If it works on a sample, shouldn’t it work on the entire dataset or am I missing something?

They are indeed being calculated one batch at a time. However, if the intermediate result size is greater than the system RAM, the memory error is likely to occur. Could you check how much RAM does one batch output occupy? That might help project amount of RAM the 188348 records might take.

Ah ok so you mean each batch is processed individually but the results of all batches need to be stored in RAM and that may be the issue?

Think that makes sense :blush:

I suppose I can just iterate through chunks at a time like break the dataset into 10 pieces then process each piece batch-wise and then combine the set of all convolutional activations at the end (since then only 1/10 of the results will ever be in RAM at once)…

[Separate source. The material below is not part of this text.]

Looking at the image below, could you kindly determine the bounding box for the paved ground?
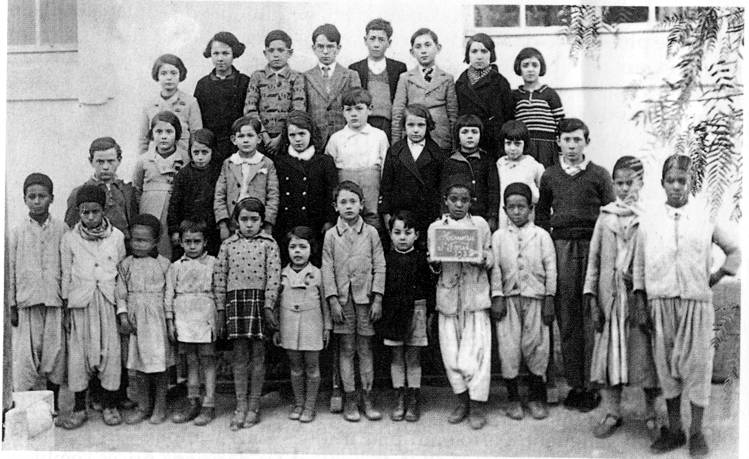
[55,383,738,458]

Ah ok so you mean each batch is processed individually but the results of all batches need to be stored in RAM and that may be the issue?

Results of a batch meaning the predicted, one hot encoded values? This should be small. I believe these are used used during the batch for SGD and then thrown away (i.e. available to be reclaimed by the python interpreter).

I suppose I can just iterate through chunks at a time like break the dataset into 10 pieces then process each piece batch-wise

That doesn’t sound right to me. Using generators and SGD with batches should is essentially handling the memory management for you. Your using batches so that you don’t run out of memory while training.

My understanding of things is

  • When using generators and model.fit_generator() all your training cases DO NOT need to fit in memory (GPU or system memory). Data from an entire training batch DOES need to fit in memory.
  • All the weights of your model do need to fit in GPU memory at the time of training.
  • With generators you can keep your batch size fixed but include more training cases and not use up more memory (GPU or CPU) when training your models.

Please correct me if I’ve got any of this this wrong.

If you are using batches then I don’t think the result needs to be stored. That is the whole point of batches. We can scale to any level on the machine. Will just take more time.

If you are using linux then you can install a handy utility called htop. It let’s you see the memory/CPU usage.

Before you start the training run htop and see whether the memory is already being consumed. Maybe your memory is already being used by some object which you create earlier in your notebook? As your process runs see if there is anything unusual with memory usage - spikes maybe? May help correlate the changes in memory with your code execution.

Looking at the documentation seems the problem is with the predict_generator method. This method is for generating predictions from input (which are generated from batches). So the input is in batches but the output is not.

I believe you need to use the predict method which takes batches as input and gives batches as output.

That would explain why it worked on samples but not the whole data set.


The thing that you will have to change is probably the saving and loading the array part. Jeremy was always loading the whole array but you will have to find a way to save and load that in batches instead of the whole thing at a time.